Screen Link:
https://app.dataquest.io/m/155/guided-project%3A-predicting-car-prices/3/univariate-model
My Code:
def knn_train_test(train_col, test_col, df):
#randomize and split data in half for training and testing
np.random.seed(1)
tmp_df = df.copy()
shuffled_index = np.random.permutation(tmp_df.index)
rand_df = tmp_df.reindex(shuffled_index)
last_train_ind = int(len(rand_df)/2)
train = df.iloc[:last_train_ind]
test = df.iloc[last_train_ind:]
#instantiating, fitting and predicting using the model
knn = KNeighborsRegressor() #default k=5
knn.fit(train[[train_col]], train[test_col])
test['predicted'] = knn.predict(test[[train_col]])

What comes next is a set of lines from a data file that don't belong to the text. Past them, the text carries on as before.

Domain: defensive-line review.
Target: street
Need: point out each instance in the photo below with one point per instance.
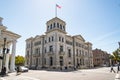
(84, 74)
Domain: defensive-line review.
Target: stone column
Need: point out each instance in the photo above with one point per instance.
(12, 62)
(7, 62)
(7, 58)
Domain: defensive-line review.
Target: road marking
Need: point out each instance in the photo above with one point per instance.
(25, 77)
(117, 77)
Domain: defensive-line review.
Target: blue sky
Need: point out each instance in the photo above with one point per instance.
(98, 21)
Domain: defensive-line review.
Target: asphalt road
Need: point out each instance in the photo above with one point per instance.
(85, 74)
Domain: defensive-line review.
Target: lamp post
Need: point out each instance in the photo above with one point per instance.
(119, 44)
(3, 52)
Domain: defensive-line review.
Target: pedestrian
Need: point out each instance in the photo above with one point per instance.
(112, 69)
(118, 68)
(17, 70)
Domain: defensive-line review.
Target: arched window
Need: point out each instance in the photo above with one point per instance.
(58, 25)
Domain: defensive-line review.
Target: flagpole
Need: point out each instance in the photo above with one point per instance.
(55, 11)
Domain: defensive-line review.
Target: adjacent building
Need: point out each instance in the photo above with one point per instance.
(58, 50)
(8, 41)
(100, 58)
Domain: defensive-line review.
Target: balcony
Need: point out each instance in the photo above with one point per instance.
(36, 55)
(61, 53)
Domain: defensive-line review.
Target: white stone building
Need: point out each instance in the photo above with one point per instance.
(9, 49)
(57, 50)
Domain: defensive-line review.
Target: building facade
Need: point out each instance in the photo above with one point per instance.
(8, 41)
(100, 58)
(57, 50)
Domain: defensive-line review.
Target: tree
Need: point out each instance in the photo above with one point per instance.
(19, 60)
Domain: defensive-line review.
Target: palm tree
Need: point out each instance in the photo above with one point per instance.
(116, 55)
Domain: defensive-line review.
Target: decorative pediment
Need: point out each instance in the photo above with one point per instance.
(80, 37)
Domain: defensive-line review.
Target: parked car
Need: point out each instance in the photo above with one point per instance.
(24, 69)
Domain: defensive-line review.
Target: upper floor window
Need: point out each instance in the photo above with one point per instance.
(45, 50)
(50, 48)
(69, 52)
(64, 28)
(52, 38)
(51, 26)
(49, 39)
(54, 25)
(62, 39)
(76, 52)
(45, 41)
(59, 38)
(61, 48)
(48, 28)
(58, 25)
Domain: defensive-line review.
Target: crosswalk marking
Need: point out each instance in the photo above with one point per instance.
(117, 77)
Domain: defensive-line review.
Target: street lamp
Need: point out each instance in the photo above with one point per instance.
(119, 44)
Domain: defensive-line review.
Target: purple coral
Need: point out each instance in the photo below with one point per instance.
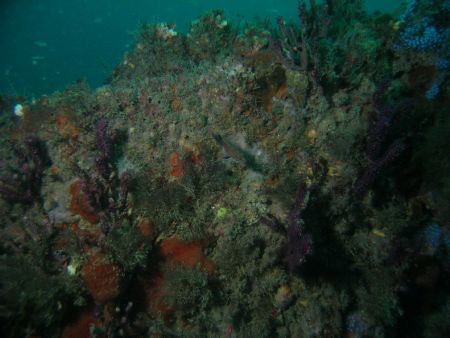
(102, 139)
(299, 244)
(377, 136)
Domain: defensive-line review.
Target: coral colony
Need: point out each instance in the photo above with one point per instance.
(285, 179)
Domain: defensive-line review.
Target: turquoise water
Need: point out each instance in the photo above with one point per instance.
(48, 44)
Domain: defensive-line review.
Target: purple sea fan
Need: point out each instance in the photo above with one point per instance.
(299, 244)
(102, 138)
(297, 248)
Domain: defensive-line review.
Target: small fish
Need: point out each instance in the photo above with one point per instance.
(41, 43)
(238, 154)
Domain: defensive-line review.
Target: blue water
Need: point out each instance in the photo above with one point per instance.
(45, 45)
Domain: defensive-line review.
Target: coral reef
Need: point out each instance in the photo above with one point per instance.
(240, 180)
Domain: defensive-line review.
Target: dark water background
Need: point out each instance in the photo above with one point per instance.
(45, 45)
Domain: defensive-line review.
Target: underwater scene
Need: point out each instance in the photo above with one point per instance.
(277, 173)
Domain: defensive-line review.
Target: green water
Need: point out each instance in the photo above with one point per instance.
(48, 44)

rmse = np.sqrt(mean_squared_error(test[test_col], test['predicted']))
return rmse
#using the knn model function on the numeric coluns to identify the best performing feature
train_cols = numeric_cars.copy()
train_cols = train_cols.columns.drop('price')
rmses = {}
for col in train_cols:
rmse_val = knn_train_test(col, 'price', numeric_cars)
rmses[col] = rmse_val
rmse_series = pd.Series(rmses)
rmse_series.sort_values()
What I expected to happen:
What actually happened:
The RMSE values do not match the ones in the ‘Solution’! Also, not sure how to correct the ‘SettingWithCopyWarning’
/dataquest/system/env/python3/lib/python3.4/site-packages/ipykernel/__main__.py:17: SettingWithCopyWarning:
A value is trying to be set on a copy of a slice from a DataFrame.
Try using .loc[row_indexer,col_indexer] = value instead
engine-size 4190.433888
horsepower 4267.730361
highway-mpg 4628.793094
city-mpg 4814.778015
curb-weight 5166.828581
width 7110.412630
compression-rate 8096.301512
normalized-losses 8131.436882
length 8304.189346
stroke 9334.714914
peak-rpm 9759.209970
wheel-base 9969.243292
height 10839.693636
bore 13397.091693
dtype: float64
This is my first time posting, so apologies if the query is not formatted properly!